Alongside groups like the hotly-tipped Goat Girl, Dream Wife and Black Honey, they’re part of a pack of guitar bands who dream big. Without strictly breaking the mould, they don’t rely on nostalgia either. Accusations of indie being stale or dead and buried seem defunct when handed these bands – all young and dreaming big.

“It’s a scene, isn’t it?” claims Jackson. The Big Moon played their first gig at Brixton Windmill, back in the day, which has fast become de-facto a hub for wild eyed, weird guitar bands. “Look, we’re old hat now? Old misers. We’re like a heritage group,” she jokes.

SXSW’s packed schedule isn’t the first test of the four-piece’s character, completed by guitarist Soph Nathan and bassist Celia Archer, who remembers recording the debut album in just 12 days. “But in the middle of summer, but it was okay,” she insists.

“I mean, it was intense,” admits Jackson. “Where I live was an hour and a half away from the studio. I’d wake up in the morning, go to the studio, go home and go to bed. But by the end of those 12 days, I felt like I’d been spat back out into the real world. I felt like I needed to cut off all my hair or something! Something strange had happened. Like being asleep and having a long dream before you wake up covered in dribble and wrinkles on your face.” Fortunately, they’d just had a similar experience recording on Marika Hackman’s I’m Not Your Man album. Only this time, instead of learning new songs and all their intricacies from scratch, they were recording old favourites that had lived on the road for two years.

In producer Catherine Marks, they found someone who made 12 days holed up in a studio seem like a holiday. “She’s a total boss. She smokes cigarettes and stares out the door and drinks Diet Coke. She’ll look through you and say some amazing idea of exactly what we need to do,” remembers Jackson. “She wasn’t trying to project any weird vision onto us.” When recording was wrapped up, all four had dinner with Marks to celebrate. Again, tequila was involved. “It was probably 90% tequila at that point.”

At the very least, Love in the 4th Dimension should lure a huge flock towards The Big Moon’s famed shows. It also lands at exactly the right time, just as the tone’s beginning to change about new bands. “I had a friend of mine who came and saw a show of ours recently,” Archer begins, “and he was like, ‘It’s so good that guitar music’s coming back! Because it means I don’t have to pretend to like house music anymore!’” What was until recently so desperately uncool to enjoy you might as well have expressed interest in Myspace and three-quarter-length shorts, is beginning to go back in vogue. These bands might not smash chart records or come within a mile of Ed Sheeran’s throne, but they’re creating their own space where it’s ok to take risks and build a cult following.

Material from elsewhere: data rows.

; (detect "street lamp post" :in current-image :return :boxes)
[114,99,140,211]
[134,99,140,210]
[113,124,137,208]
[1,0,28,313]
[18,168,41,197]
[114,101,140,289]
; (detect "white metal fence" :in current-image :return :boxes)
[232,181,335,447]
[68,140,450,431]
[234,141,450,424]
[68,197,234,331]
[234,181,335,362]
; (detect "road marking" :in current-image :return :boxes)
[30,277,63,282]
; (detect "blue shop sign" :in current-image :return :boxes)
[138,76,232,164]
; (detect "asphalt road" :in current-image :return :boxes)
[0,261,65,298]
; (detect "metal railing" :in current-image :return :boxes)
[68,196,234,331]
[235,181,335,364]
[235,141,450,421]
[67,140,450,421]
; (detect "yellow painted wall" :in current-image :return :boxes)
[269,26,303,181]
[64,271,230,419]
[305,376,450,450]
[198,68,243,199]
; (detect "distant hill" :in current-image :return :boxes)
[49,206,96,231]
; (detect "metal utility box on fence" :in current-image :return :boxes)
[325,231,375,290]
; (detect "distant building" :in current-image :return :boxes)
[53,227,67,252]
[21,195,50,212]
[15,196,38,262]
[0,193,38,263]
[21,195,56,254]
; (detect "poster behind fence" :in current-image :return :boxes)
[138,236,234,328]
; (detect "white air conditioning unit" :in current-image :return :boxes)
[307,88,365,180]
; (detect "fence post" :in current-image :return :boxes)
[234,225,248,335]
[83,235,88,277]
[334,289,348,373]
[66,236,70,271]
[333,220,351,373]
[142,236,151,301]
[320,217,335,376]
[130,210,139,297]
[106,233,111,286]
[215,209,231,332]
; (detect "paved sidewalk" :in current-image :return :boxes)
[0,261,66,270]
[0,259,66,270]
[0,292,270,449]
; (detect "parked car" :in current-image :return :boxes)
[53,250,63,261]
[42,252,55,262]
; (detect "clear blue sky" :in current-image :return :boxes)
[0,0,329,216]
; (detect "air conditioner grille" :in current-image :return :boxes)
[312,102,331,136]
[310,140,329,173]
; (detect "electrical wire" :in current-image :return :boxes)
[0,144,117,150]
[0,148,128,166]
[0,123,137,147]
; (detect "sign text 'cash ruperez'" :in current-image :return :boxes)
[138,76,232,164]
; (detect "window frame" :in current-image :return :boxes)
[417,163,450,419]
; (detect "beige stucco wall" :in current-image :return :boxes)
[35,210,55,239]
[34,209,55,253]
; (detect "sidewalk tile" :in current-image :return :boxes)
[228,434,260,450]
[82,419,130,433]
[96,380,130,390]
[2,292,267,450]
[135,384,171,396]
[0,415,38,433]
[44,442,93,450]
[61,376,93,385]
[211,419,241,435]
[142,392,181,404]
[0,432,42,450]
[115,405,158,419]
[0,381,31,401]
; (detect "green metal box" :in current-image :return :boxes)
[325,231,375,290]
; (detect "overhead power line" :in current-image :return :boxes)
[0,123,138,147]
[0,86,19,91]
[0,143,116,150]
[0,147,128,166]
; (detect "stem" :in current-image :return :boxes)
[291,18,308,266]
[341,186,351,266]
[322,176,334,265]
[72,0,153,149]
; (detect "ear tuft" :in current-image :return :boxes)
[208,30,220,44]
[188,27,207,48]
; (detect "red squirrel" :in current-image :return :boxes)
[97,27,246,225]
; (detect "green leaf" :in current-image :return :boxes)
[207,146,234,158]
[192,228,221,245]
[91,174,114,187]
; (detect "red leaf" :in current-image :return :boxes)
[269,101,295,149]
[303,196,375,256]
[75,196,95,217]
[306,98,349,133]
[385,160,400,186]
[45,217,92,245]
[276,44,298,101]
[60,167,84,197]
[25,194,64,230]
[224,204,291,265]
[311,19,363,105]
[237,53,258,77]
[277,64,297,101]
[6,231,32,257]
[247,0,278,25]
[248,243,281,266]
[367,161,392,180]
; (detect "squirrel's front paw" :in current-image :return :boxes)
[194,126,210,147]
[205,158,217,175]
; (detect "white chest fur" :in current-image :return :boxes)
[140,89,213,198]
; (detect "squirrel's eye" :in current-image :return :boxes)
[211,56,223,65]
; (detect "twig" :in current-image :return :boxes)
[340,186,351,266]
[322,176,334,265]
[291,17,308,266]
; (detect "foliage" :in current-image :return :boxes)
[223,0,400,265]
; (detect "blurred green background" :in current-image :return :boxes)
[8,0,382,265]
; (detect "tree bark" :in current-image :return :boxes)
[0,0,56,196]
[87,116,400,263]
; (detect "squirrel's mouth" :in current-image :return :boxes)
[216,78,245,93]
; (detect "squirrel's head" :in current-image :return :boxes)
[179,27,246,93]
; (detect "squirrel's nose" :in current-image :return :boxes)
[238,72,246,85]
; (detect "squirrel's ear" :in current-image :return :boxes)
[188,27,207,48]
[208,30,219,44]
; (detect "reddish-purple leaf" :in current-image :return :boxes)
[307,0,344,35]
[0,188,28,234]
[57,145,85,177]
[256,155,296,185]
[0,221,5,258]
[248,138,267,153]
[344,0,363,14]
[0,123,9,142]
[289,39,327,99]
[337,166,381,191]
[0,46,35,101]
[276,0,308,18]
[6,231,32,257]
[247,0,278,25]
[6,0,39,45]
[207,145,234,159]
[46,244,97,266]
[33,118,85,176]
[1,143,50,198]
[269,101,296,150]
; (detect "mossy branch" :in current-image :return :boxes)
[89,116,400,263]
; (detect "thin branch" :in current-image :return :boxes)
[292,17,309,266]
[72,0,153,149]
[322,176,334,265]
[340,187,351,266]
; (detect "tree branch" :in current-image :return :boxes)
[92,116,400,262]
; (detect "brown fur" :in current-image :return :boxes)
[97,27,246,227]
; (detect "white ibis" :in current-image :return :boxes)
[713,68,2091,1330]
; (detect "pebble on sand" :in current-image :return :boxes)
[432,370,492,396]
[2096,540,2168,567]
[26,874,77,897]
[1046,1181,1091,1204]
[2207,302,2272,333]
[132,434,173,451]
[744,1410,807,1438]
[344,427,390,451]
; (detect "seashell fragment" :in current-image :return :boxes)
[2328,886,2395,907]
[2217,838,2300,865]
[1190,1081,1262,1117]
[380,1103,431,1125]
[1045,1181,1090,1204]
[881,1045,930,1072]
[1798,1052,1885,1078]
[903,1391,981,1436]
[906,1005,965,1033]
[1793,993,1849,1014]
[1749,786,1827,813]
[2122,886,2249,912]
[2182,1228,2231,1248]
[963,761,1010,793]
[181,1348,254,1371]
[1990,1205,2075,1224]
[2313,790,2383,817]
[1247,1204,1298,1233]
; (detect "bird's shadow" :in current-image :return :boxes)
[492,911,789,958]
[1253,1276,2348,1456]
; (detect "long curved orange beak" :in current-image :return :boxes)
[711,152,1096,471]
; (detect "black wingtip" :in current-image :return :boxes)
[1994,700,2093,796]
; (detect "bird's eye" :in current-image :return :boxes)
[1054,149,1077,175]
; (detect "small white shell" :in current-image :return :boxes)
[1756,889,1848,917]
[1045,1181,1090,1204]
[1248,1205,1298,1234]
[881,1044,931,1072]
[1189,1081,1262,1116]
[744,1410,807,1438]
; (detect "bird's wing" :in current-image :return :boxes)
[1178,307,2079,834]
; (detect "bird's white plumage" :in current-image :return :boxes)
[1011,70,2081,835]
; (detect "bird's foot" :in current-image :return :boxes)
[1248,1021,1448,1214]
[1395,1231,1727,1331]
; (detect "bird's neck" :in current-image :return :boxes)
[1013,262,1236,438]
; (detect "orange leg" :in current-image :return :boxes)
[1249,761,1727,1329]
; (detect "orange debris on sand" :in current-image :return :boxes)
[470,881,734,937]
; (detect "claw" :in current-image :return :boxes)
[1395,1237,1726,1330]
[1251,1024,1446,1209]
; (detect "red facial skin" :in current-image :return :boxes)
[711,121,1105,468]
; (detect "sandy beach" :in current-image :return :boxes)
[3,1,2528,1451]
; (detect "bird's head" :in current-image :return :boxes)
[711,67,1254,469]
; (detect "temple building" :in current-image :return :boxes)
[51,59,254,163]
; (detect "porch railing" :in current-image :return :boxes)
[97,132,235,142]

“We’re so lucky that we’ve got a space where we can perform and throw our hair around and shout and sweat on stage, for half an hour,” beams Jackson. “We get that release and we can offer that kind of release to the people watching us. When you go to a show, you’re having a break from reality. You leap around and listen to really loud noise and shout at your friends and throw drinks everywhere.” It’s clear they wouldn’t want to do anything else in the world.

The Big Moon’s debut album ‘Love in the 4th Dimension’ is out now via Fiction. They play Village Underground on 2 May.